Liquidation Preferences and Participating Preferred Stock: How VC Terms Affect Deals

Liquidation Preferences and Participating Preferred Stock: How VC Terms Affect Deals

In this tutorial, you’ll learn about common terms in venture capital investments, such as liquidation preferences and participating preferred stock, and you’ll get simple Excel examples that demonstrate how they affect the distribution of proceeds in M&A deals.

Resources:

https://youtube-breakingintowallstreet-com.s3.us-east-1.amazonaws.com/Startups-VC/Liquidation-Preferences-Participating-Preferred-Slides.pdf

https://youtube-breakingintowallstreet-com.s3.us-east-1.amazonaws.com/Startups-VC/Liquidation-Preferences-Participating-Preferred.xlsx

Table of Contents:

0:00 Introduction

1:24 The Short Answer

5:25 Part 1: Company Ownership

8:51 Part 2: Liquidation Preferences

15:57 Part 3: Participating Preferred Stock and Participation Caps

28:29 Recap and Summary

When VCs invest in startups, they normally do so by purchasing preferred stock rather than common stock.

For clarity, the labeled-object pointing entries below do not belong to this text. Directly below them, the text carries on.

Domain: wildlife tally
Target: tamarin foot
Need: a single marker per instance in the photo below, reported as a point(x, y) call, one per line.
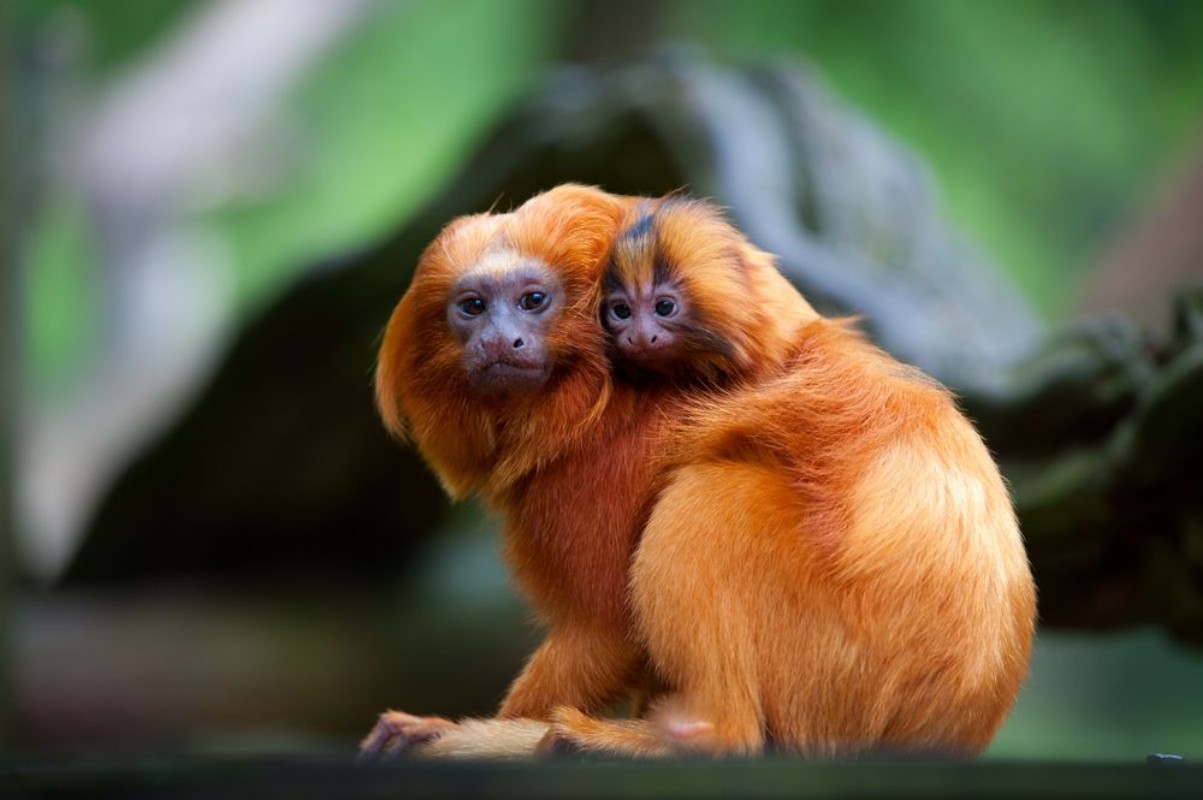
point(396, 730)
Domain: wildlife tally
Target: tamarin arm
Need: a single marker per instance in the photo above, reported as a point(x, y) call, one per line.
point(579, 665)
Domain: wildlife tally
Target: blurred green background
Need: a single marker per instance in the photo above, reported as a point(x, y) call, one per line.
point(1049, 126)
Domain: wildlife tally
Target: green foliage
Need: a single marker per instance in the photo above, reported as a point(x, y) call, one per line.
point(1046, 123)
point(384, 123)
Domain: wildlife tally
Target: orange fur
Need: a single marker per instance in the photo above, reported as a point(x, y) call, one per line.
point(834, 566)
point(831, 564)
point(572, 517)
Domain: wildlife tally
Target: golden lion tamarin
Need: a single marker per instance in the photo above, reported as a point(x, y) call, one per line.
point(834, 566)
point(831, 563)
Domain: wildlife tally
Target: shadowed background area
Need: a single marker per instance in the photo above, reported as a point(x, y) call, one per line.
point(208, 540)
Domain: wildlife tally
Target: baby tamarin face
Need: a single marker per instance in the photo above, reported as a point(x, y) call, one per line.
point(685, 295)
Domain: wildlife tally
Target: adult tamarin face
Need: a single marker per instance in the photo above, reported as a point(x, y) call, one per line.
point(502, 312)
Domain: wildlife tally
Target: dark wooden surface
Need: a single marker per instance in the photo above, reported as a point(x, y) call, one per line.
point(336, 776)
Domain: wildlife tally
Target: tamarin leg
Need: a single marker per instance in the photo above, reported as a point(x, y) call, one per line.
point(578, 665)
point(709, 604)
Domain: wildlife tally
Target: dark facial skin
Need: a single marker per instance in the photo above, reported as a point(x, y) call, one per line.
point(502, 318)
point(646, 323)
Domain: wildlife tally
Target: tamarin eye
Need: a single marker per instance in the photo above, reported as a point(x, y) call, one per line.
point(473, 306)
point(532, 300)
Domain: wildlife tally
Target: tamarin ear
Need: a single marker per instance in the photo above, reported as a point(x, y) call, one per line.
point(387, 374)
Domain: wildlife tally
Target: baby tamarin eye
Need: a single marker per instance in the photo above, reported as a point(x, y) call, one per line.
point(532, 300)
point(620, 310)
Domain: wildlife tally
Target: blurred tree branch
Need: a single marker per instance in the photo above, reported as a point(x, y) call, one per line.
point(1092, 425)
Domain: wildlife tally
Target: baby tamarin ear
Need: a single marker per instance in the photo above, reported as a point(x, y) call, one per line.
point(686, 295)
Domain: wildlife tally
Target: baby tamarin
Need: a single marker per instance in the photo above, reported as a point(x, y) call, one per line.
point(763, 582)
point(834, 564)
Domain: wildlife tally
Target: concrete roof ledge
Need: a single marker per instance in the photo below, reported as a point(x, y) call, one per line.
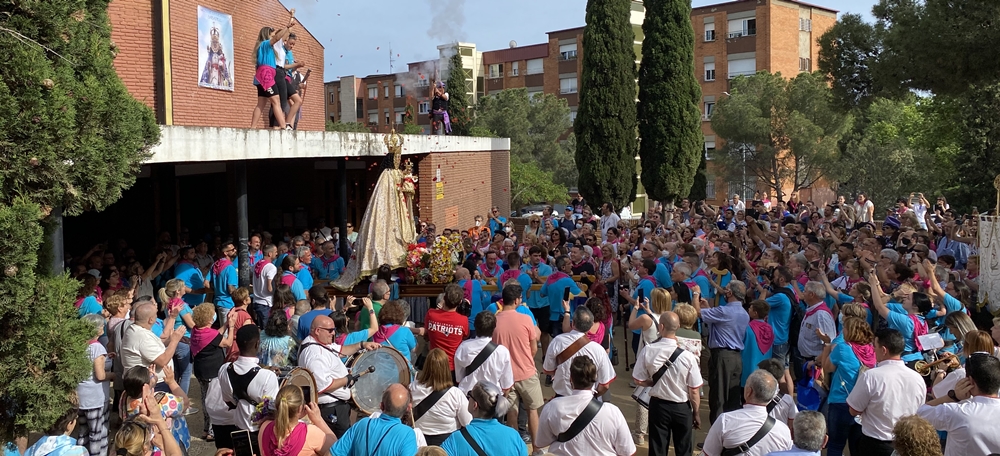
point(212, 144)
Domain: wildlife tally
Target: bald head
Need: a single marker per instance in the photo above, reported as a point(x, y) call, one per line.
point(145, 314)
point(669, 324)
point(396, 400)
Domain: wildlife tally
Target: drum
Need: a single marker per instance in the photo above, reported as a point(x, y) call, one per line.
point(302, 378)
point(390, 367)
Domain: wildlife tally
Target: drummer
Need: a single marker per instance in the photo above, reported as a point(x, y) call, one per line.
point(321, 356)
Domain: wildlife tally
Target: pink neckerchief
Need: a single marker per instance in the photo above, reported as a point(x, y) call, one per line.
point(259, 267)
point(221, 265)
point(919, 329)
point(764, 335)
point(555, 276)
point(327, 261)
point(865, 354)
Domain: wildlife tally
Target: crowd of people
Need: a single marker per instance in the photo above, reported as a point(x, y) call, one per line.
point(809, 322)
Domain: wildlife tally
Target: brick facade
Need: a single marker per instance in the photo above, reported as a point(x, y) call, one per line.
point(135, 28)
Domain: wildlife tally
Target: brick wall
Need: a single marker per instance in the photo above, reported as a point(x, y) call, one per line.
point(472, 183)
point(133, 29)
point(133, 25)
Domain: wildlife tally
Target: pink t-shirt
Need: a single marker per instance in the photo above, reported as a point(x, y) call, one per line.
point(515, 331)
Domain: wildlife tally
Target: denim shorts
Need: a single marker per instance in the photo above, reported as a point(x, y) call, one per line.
point(780, 352)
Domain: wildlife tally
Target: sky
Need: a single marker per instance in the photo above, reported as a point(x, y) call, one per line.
point(360, 37)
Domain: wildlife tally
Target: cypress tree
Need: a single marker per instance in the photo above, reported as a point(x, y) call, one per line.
point(458, 99)
point(71, 137)
point(606, 121)
point(669, 118)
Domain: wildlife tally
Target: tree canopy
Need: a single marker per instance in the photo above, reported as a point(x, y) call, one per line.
point(669, 95)
point(781, 131)
point(71, 136)
point(606, 125)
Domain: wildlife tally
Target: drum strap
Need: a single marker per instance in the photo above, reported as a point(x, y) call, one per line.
point(427, 403)
point(582, 421)
point(472, 442)
point(480, 358)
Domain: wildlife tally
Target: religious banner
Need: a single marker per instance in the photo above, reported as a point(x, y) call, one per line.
point(215, 49)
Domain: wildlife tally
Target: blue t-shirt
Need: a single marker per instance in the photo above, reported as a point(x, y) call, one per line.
point(502, 440)
point(305, 322)
point(401, 340)
point(846, 374)
point(305, 276)
point(329, 271)
point(179, 321)
point(899, 320)
point(220, 286)
point(363, 438)
point(90, 306)
point(554, 292)
point(520, 309)
point(780, 317)
point(194, 279)
point(535, 299)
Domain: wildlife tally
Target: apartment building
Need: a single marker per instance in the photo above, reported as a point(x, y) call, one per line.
point(740, 38)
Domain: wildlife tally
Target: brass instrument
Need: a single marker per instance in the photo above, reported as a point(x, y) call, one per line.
point(924, 368)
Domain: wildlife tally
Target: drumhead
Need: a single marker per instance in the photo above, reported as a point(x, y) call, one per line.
point(390, 367)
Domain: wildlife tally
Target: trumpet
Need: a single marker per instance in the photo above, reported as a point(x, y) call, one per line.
point(924, 368)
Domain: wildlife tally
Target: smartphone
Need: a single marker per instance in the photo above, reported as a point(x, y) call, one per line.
point(241, 443)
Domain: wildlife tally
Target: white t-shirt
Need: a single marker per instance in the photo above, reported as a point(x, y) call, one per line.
point(447, 415)
point(260, 293)
point(885, 394)
point(496, 369)
point(279, 53)
point(325, 367)
point(140, 347)
point(561, 383)
point(732, 429)
point(674, 384)
point(970, 424)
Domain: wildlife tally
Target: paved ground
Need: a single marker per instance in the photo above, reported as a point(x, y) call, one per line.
point(620, 391)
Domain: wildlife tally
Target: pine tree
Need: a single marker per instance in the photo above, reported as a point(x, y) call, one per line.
point(71, 137)
point(458, 99)
point(606, 122)
point(669, 119)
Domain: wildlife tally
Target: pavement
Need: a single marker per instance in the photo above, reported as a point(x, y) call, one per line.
point(621, 396)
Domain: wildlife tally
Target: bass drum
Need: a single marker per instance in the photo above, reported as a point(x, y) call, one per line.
point(390, 367)
point(302, 378)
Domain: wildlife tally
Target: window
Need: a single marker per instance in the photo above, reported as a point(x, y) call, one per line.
point(742, 27)
point(535, 66)
point(742, 67)
point(567, 85)
point(567, 51)
point(496, 70)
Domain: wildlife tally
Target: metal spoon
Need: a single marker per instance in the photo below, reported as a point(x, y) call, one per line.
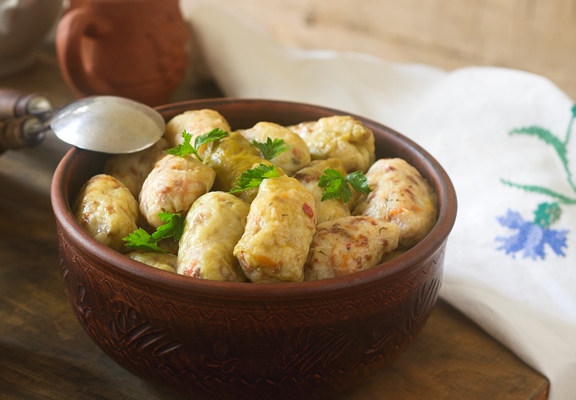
point(106, 124)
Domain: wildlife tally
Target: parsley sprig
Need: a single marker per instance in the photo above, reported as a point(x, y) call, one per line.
point(253, 177)
point(142, 240)
point(271, 148)
point(336, 185)
point(187, 148)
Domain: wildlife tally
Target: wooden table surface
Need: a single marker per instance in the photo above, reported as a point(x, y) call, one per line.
point(45, 354)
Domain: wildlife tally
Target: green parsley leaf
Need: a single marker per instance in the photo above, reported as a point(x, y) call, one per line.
point(253, 177)
point(142, 240)
point(271, 148)
point(173, 227)
point(186, 148)
point(336, 185)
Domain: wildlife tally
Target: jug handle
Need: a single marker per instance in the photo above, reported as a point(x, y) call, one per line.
point(72, 28)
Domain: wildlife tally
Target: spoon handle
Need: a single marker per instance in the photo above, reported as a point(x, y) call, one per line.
point(16, 133)
point(15, 104)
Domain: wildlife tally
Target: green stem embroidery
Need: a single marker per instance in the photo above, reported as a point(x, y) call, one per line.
point(561, 148)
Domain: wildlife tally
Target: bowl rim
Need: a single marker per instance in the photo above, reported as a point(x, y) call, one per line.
point(362, 280)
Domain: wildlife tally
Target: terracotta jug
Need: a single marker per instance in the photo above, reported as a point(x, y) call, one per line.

If a VC has preferred stock, and a startup sells itself or shuts down, the VC may choose to keep the preferred stock and its special terms or convert to common stock.

All else being equal, the VC will choose the option that results in the highest proceeds.

In M&A deals, these VC deal terms affect the advice you give clients because they change the distribution of proceeds.

For example, maybe VC Firm A and VC Firm B each own 25% of a company on paper, but because of these terms, if the company sells for $100 million, VC Firm A could end up with $25 million, while VC Firm B gets $40 million.

Company Ownership Calculations

You normally start this analysis by plotting out what happens in each outside funding round.

The main point here is that the number of common share equivalents after each funding round equals the number before the round, divided by (1 – the new ownership created or granted).

So, if there are 5 million shares before the funding round takes place, and VC investors buy 1/3 of the company, there will be 5 million / (1 – 1/3) = 7.5 million shares after the round takes place.

You use this principle to calculate the share count after each round and each investor’s ownership as the company raises more funding.

Liquidation Preferences

This term means that if a VC investor keeps its preferred stock when a “liquidation event” occurs, it will receive a fixed dollar amount (up to the amount the exit proceeds can cover).

This fixed amount is almost always a multiple of the initial investment, such as 1x, 2x, 3x, etc.

If the exit proceeds cannot pay for all the liquidation preferences, payments will be made in order of seniority (the most recent investors are usually the most senior).

Liquidation preferences protect later-stage VCs from investing in a company at a $100 million valuation, only for the company to sell itself for $80 million, or some price less than $100 million.

If there are only a few investors with simple liquidation preferences and nothing else, the calculations are simple:

Step 1: Calculate each VC Firm’s exit proceeds if they were to convert into common stock.

Step 2: Pay out the greater of these common stock proceeds or each VC’s liquidation preference, up to the total remaining proceeds available.

Step 3: Everything left after these VC payouts goes to the common shareholders (the Founders, management, employees, etc.).

Participating Preferred Stock and Participation Caps

This term allows the VC to “double dip” by earning its liquidation preference and “participating” by getting a percentage of the common shareholder proceeds (if it keeps its preferred stock).

It heavily skews the exit proceeds in favor of the VCs, so if this term exists, there is usually a participation cap, such as 2x or 3x, that limits the VC’s total proceeds to a multiple of their liquidation preference.

The decision-making process here can be complicated because each investor group’s actions will affect the best decisions for the other groups, so you normally model out all the possibilities to determine the optimal decision set.

Step 1: Calculate each VC Firm’s exit proceeds if they convert to common stock, and fill in the participation cap and other terms.

Step 2: Calculate and deduct all the liquidation preferences from the exit proceeds based on the conversion decisions (e.g., only deduct these if the investor keeps its preferred shares).

Step 3: Calculate and deduct the Participating Preferred Proceeds based on the conversion decisions and participation caps.

Step 4: Recalculate the common shares and ownership after these distributions based on which investors have converted into common shares or kept their preferred shares.

Step 5: Distribute the remaining proceeds to the common equity investors based on their ownership percentages.

If some VCs have converted into common shares, they count as “common equity investors” in this last step.